Viene inoltre aggiunto un nuovo comma all’art. 339 c.p., destinato a sanzionare con la stessa pena chi commette il fatto per ottenere, ostacolare o impedire il rilascio o l’adozione di un qualsiasi provvedimento, anche legislativo, ovvero a causa dell’avvenuto rilascio o adozione dello stesso.

L’art. 2 modifica l’art. 380, comma 2, c.p.p., inserendovi il riferimento alla nuova versione dell’art. 338 c.p. tra le fattispecie per le quali è previsto l’arresto obbligatorio in flagranza di reato, che attualmente è facoltativo.

L’art. 3 inserisce l’art. 339-bis al c.p., che introduce una circostanza aggravante ad effetto speciale di alcuni specifici delitti in danno di componenti di un corpo politico, amministrativo o giudiziario quando tali delitti costituiscano atti intimidatori ritorsivi commessi a causa del compimento di un atto compiuto nell’adempimento del mandato, delle funzioni o del servizio. L’aggravante comporta un aumento di pena da un terzo alla metà delle sanzioni previste per i seguenti reati: lesioni (art. 582 c.p.), violenza privata (art. 610 c.p.), minaccia (art. 612 c.p.) e danneggiamento (art. 635 c.p.).

L’art. 4 modifica l’art. 393-bis c.p. prevedendo che l’aggravante per gli atti intimidatori ritorsivi di cui all’art. 339-bis non trovi applicazione quando sia stato lo stesso amministratore ad avere dato causa all’intimidazione eccedendo con atti arbitrari i limiti delle sue attribuzioni.

L’art. 5 sanziona gli atti intimidatori nei confronti dei candidati alle elezioni comunali tramite una integrazione all’art. 90 del TU sulle elezioni amministrative comunali (D.P.R. n. 570 del 1960), che estende le sanzioni ivi previste – reclusione da due a cinque anni e multa da 309 a 2.065 euro – anche a coloro che, con minacce o con atti di violenza, ostacolano la libera partecipazione di altri a tali competizioni elettorali.

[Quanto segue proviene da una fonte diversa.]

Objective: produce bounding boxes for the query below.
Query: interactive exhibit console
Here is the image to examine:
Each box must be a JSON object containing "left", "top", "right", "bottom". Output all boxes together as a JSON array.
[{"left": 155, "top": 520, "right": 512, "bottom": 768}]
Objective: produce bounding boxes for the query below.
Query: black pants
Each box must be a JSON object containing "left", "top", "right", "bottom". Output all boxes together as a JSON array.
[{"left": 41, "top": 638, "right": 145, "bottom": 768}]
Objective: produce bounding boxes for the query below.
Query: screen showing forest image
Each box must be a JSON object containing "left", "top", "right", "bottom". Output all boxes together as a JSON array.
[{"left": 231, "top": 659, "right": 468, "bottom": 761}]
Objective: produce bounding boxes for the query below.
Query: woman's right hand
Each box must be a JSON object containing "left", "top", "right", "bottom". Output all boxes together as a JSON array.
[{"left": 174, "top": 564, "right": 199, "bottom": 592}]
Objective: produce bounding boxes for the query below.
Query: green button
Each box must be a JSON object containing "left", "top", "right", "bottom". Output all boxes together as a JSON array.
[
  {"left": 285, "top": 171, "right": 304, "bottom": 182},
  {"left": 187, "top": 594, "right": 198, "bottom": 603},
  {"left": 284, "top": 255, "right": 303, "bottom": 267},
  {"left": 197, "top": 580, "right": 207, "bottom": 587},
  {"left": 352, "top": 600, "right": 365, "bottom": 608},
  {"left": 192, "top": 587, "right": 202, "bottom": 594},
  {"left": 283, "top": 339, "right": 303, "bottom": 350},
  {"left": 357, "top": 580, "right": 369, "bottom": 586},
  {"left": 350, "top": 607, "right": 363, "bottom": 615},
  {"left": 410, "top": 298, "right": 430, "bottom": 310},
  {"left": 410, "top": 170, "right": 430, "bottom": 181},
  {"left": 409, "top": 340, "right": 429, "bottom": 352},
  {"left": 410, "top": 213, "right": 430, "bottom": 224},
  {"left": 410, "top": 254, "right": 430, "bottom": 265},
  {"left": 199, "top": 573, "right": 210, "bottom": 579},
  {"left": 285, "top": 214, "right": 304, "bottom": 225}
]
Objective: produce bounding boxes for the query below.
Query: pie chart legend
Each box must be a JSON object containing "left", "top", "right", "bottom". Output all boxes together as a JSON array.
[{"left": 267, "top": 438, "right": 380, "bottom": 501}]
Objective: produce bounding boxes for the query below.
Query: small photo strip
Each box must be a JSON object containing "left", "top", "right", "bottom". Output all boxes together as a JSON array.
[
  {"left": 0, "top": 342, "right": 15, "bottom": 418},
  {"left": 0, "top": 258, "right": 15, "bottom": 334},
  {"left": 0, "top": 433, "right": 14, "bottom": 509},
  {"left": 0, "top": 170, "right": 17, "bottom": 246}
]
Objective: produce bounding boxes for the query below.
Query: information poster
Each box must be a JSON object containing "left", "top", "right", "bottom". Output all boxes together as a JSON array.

L’art. 6 rinvia ad apposito decreto del Ministero dell’Interno la composizione e le modalità di funzionamento dell’Osservatorio sul fenomeno degli atti intimidatori nei confronti degli amministratori locali, istituito con decreto 2 luglio 2015 con lo scopo di favorire e potenziare lo scambio di informazioni e il raccordo tra Stato, magistratura ed enti locali. In particolare, l’Osservatorio promuove studi ed analisi per individuare proposte idonee a definire iniziative di supporto degli amministratori locali, mirate a testimoniare la vicinanza delle istituzioni così da favorire la collaborazione degli amministratori nella repressione del fenomeno, a potenziare gli strumenti informativi tra i diversi soggetti interessati al fenomeno, a promuovere azioni di formazione degli amministratori locali.

All’Osservatorio vengono ora attribuiti i seguenti compiti specifici:

a) effettuare il monitoraggio del fenomeno intimidatorio nei confronti degli amministratori locali anche mediante utilizzo di apposita banca dati;

b) promuovere studi e analisi per la formulazione di proposte idonee alla definizione di iniziative di supporto agli amministratori locali vittime di episodi intimidatori;

c) promuovere iniziative di formazione rivolte agli amministratori locali e di promozione della legalità, con particolare riferimento verso le giovani generazioni.